Celebrity Splash - Judges, Tamsyn Lewis,
It was light entertainment at it’s lightest and was never going to cure cancer, but Celebrity Splash didn’t stink up the place either (despite at least one contestant promising to have pooped his pants before his dive).

Yes, it’s awful, but not Bob Morrison Show, Celebrity Dog School or Everybody Dance Now awful.

From the opening ‘sequin-nce’ you knew what you were going to get. Lights, cameras, and the most camp live production we’ve seen on TV since I Will Survive: Priscilla. Splash certainly didn’t disappoint either with sequenced diving, synchronised swimming and poolside dancers to put a 1950’s B-Grade film to shame. Some, including at least two of the contestants themselves, have already suggested the list of “celebrities” can only dream of being considered B-List.

Hosts Larry Emdur and Kylie Gillies revelled in their move to primetime repleat with Morning Show smiles and glistening contestants and seemed to enjoy every moment. It’s clear they’re playing it for laughs along with the cast so there’s lots of faux drama, double takes and gags to boot.

The contestants themselves have all completely thrown themselves into the process feet first and found out that diving can be difficult the hard way. Contestant Laura Csortan almost gleefully announced she was under doctor’s orders to withdraw from the competition as she had injured herself in dry training. Mind you the producers still convinced her to get into her swimwear and robe to make the announcement. Her replacement Derek “Thunder” Boyer not only surprised by stringing together more sentences than we’ve ever heard from him before on TV but also delivered the dive of the night with a cracking belly flop in his Bam Bam outfit off the 10m platform. Ouch.

Though no contestants injured themselves during the show there was a concern Gillies could do an ankle given the height of her stilettos standing on the various platforms of the diving tower. Also, zero accidental nudity – a win for wardrobe and a loss for expectantly-outraged puritans Australia-wide.

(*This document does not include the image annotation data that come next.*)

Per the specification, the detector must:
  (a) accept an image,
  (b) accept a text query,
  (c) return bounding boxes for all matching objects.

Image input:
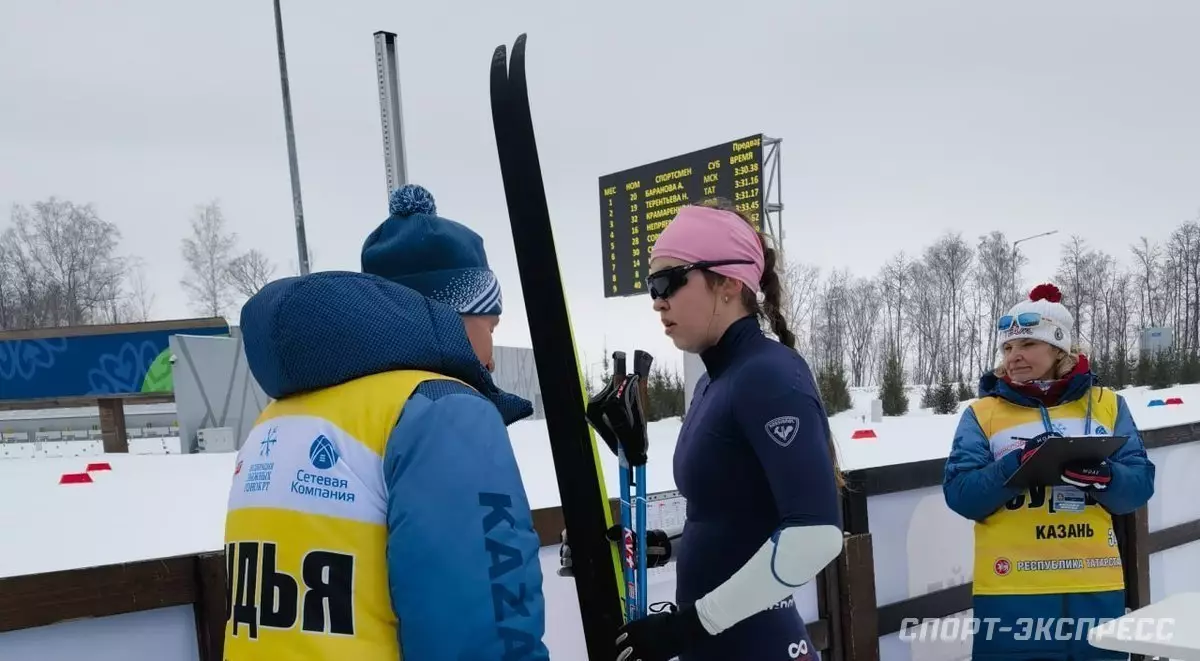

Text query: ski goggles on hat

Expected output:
[996,312,1042,331]
[646,259,754,300]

The show labours the build up and the post-dive analysis – across the show the actual diving component would have totalled less than two minutes for all nine dives that took place yet each one offered the contestant a chat with both hosts – separately – and a chat with the judges (Greg Lougainis, Alisa Camplin, Matt Mitcham) as they revealed their supportive scores. The judges are affable enough though clearly at pains to be encouraging… there was a moment when it looked like Camplin could be seen physically struggling to swallow her pride as she talked up what had previously been an abysmal dive by a contestant.

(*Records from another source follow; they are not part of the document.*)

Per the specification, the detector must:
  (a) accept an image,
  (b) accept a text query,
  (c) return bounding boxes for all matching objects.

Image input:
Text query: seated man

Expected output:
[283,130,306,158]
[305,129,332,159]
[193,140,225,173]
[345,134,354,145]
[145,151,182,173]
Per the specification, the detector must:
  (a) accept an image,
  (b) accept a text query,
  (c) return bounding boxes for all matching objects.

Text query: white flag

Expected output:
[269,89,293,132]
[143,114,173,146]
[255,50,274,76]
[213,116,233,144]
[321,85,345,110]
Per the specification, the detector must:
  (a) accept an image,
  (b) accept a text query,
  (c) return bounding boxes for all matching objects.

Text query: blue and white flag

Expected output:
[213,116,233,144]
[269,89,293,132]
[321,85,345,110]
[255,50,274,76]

While the show didn’t beat The Voice Australia (we all knew it was never going to) it was still the fourth highest rating show of the night with 1,315,000 viewers just across the five mainland capital cities which indicates there was more than a tacet level of interest. With only five episodes in its entire run it’ll only be a blip on the ratings radar anyway – not a bad thing if the damage needs to be minimised, and a great taster if the network thinks it has legs to run again.

Being live was also always going to be a risk and so as expected it ran horrendously overtime… but that’s become a standard ploy by all the commercial networks these days to spoil the audience pool for the shows following so Ch7 won’t be concerned (only viewers who may have missed the end of Revenge will be).

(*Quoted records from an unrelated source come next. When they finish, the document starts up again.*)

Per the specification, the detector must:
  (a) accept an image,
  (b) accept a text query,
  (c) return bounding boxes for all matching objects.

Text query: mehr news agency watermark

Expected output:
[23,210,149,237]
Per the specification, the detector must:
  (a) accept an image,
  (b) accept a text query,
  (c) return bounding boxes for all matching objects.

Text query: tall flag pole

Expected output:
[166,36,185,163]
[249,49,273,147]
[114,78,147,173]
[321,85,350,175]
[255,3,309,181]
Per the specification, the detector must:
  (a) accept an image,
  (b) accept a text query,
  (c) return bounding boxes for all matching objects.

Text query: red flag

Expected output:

With seven contestants still to make their first dive tonight, will the audience return? Likely. It had just the right balance of car-crash-to-must-watch for this genre of show and there’s still always the hope of injury or nudity. Noboby’s making anybody watch it and that’s the inner turmoil for the audience – dare I stand up and say I liked it and prepare to be pilloried for loving trashy TV (like you don’t already watch the Kardashians!), or do I watch it only to heap bile on this pathetic attempt at entertainment? Either way people watched and will probably watch again which will only encourage Seven, who are likely well pleased with how this gamble paid off.

Celebrity Splash is innocent, harmless, entertaining fun and if nothing else it’s great to see a bunch of people willing to accept outrageous paychecks to stretch themselves with a challenge very few people take on; their enthusiasm is infectious. I’ll dive in again.